Samuel Moyn is professor of law and history at Harvard University.
He received a doctorate in modern European history from the University of California-Berkeley in 2000 and a law degree from Harvard University in 2001. He spent thirteen years in the Columbia University history department, where he was most recently James Bryce Professor of European Legal History.
He has written several books in his fields of European intellectual history and human rights history, including The Last Utopia: Human Rights in History (Harvard University Press, 2010), and edited or coedited a number of others. His new book, based on Mellon Distinguished Lectures at the University of Pennsylvania in fall 2014, is Christian Human Rights (2015).
His areas of interest in legal scholarship include international law, human rights, the law of war, and legal thought, in both historical and current perspective. In intellectual history, he has worked on a diverse range of subjects, especially twentieth-century European moral and political theory.

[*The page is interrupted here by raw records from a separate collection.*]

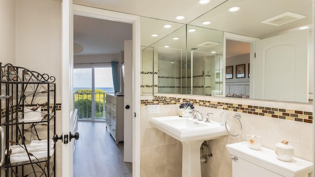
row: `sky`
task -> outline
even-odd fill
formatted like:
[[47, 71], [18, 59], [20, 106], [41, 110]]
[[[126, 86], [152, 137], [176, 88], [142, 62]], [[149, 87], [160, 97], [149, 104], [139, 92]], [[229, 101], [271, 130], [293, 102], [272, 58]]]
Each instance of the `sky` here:
[[[111, 67], [94, 68], [95, 87], [113, 88]], [[92, 86], [92, 69], [73, 69], [73, 87], [91, 88]]]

He is a coeditor of the journals Humanity and Modern Intellectual History. He helps with several book series: the Brandeis Library of Modern Jewish Thought, the Cambridge University Press "Human Rights in History" series, and the University of Pennsylvania Press "Intellectual History of the Modern Age" series. He serves on the editorial boards of Constellations, Global Intellectual History, the Historical Journal, the Journal of the History of International Law, and Modern Judaism.